WAYKANAN---Dua
tahun berturut-turut (2020 dan 2021), Pabrik Karet PTPN VII Unit Tulungbuyut
meraih predikat terbaik se PTPN Grup. Pabrik pengolahan karet jenis SIR-20 dan
RSS dengan kapasitas 40 ton per hari itu melampaui kinerja pabrik-pabrik
sejenis di 10 PTPN yang ada di Indonesia.
Membeberkan kiat
menggapai kinerja terbaiknya, Manajer PTPN VII Unit Tulungbuyut Ilfendri
menyatakan, secara umum proses dan prosedur yang dilakukan sama dengan pabrik
lain di PTPN Grup. Manajer yang baru bertugas beberapa bulan dari Unit
Padangratu itu memperkirakan, pabrik yang dikelolanya mendapat nilai tertinggi
karena berhasil meminimalisasi stagnasi.
“Kalau secara
umum, semua proses dan prosedur pabrik karet di seluruh PTPN sama. Yang
membedakan mungkin cara treatment oleh masing-masing personel. Mungkin yang
dianggap nilai plus kami adalah hampir tidak ada stagnasi atau berhenti giling.

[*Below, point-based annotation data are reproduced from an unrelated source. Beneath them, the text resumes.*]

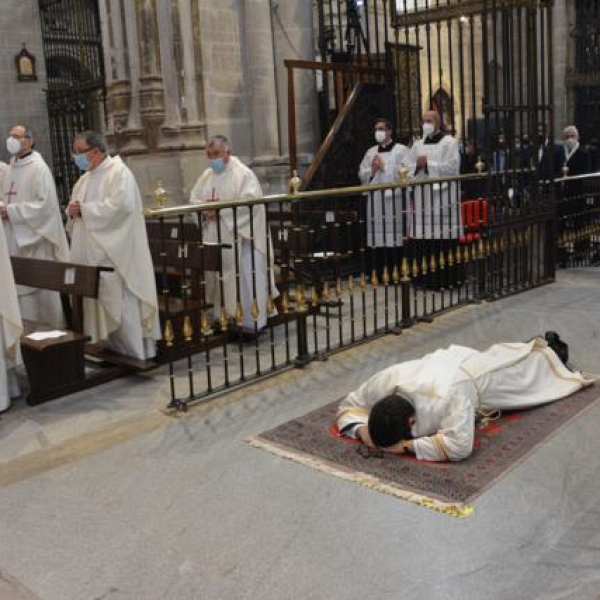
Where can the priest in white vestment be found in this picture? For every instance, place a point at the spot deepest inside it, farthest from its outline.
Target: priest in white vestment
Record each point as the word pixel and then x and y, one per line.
pixel 428 406
pixel 435 211
pixel 107 228
pixel 228 179
pixel 32 222
pixel 11 329
pixel 381 164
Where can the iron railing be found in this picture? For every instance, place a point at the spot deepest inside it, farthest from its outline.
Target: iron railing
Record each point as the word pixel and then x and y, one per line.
pixel 363 262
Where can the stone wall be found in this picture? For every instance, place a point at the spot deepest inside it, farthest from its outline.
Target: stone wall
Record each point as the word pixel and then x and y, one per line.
pixel 22 101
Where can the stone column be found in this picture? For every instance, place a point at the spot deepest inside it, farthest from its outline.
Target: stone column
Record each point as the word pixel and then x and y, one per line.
pixel 152 100
pixel 118 84
pixel 190 73
pixel 169 68
pixel 260 63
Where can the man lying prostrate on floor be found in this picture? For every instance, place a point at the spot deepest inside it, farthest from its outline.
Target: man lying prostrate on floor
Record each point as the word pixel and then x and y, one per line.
pixel 427 407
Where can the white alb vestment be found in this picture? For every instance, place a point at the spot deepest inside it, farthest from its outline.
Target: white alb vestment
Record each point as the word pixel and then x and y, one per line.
pixel 11 328
pixel 385 208
pixel 34 229
pixel 111 232
pixel 435 212
pixel 448 387
pixel 252 244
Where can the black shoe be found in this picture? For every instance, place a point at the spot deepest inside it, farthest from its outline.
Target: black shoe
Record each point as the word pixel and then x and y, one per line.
pixel 561 348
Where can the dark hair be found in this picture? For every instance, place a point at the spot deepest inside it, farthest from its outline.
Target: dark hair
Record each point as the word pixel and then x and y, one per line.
pixel 386 122
pixel 93 139
pixel 388 421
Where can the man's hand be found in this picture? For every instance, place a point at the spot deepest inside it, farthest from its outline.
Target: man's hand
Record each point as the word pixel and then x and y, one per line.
pixel 402 447
pixel 377 164
pixel 74 209
pixel 421 163
pixel 364 437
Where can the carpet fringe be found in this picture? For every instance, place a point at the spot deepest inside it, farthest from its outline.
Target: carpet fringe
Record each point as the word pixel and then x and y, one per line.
pixel 458 510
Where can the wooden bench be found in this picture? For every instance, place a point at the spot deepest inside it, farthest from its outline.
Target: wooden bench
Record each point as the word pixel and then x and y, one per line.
pixel 56 366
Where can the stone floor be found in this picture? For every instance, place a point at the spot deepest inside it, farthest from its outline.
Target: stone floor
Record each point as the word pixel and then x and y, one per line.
pixel 103 495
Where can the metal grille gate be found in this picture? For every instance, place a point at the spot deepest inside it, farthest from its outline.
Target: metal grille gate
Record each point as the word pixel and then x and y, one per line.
pixel 74 64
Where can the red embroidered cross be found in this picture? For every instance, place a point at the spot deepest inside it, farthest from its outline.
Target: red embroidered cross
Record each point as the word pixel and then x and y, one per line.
pixel 12 191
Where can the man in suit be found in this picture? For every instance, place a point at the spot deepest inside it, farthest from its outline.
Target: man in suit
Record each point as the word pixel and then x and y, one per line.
pixel 572 204
pixel 550 156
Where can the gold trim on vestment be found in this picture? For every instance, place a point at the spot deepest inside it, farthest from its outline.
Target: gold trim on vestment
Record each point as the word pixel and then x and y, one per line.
pixel 440 447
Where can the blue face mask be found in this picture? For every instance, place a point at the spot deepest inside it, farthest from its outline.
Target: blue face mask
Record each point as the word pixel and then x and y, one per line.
pixel 82 161
pixel 217 165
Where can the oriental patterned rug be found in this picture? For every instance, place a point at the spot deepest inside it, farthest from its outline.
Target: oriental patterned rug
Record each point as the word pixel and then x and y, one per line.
pixel 313 440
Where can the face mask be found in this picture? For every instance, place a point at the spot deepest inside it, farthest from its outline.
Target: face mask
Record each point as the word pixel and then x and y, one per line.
pixel 428 129
pixel 13 145
pixel 217 165
pixel 82 161
pixel 380 136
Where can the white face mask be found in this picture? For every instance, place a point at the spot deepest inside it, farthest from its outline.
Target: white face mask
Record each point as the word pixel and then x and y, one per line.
pixel 428 129
pixel 380 136
pixel 13 145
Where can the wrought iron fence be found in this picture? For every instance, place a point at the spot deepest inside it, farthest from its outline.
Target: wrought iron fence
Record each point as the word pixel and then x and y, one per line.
pixel 250 288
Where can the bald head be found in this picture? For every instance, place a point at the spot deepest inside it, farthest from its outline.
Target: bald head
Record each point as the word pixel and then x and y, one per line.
pixel 432 117
pixel 570 132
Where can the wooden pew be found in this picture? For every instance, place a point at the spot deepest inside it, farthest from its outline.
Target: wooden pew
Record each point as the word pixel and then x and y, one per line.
pixel 56 366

Dan kunci dari kelancaran proses ada di intensifnya maintenance,” kata
Ilfendri.
Didampingi Masinis
Kepala (Maskep) Teknik dan Pengolahan Anton Purwanto, Ilfendri mengaku mendapat
dukungan penuh dari tim teknik dalam menyusun strategi. Ilfendri mengakui, dia
meneruskan strategi yang telah diletakkan dengan baik oleh manajer sebelumnya,
yakni Agus Faroni yang saat ini memimpin Unit Rejosari-Pematangkiwah.
“Saya masuk ke
sini baru beberapa bulan. Sebelumnya Pak Agus Faroni yang jadi manajer. Beliau
telah membangun sistem dengan baik. Artinya, jika sistem yang baik itu sudah
berjalan, maka siapapun yang menjalankan, asal konsisten, akan terus
menghasilkan kinerja yang baik juga,” kata dia.
Melengkapi
keterangan manajer, Maskep Anton Purwanto mengatakan, pihaknya memberi
perhatian khusus kepada urusan perawatan mesin dan semua instrumennya.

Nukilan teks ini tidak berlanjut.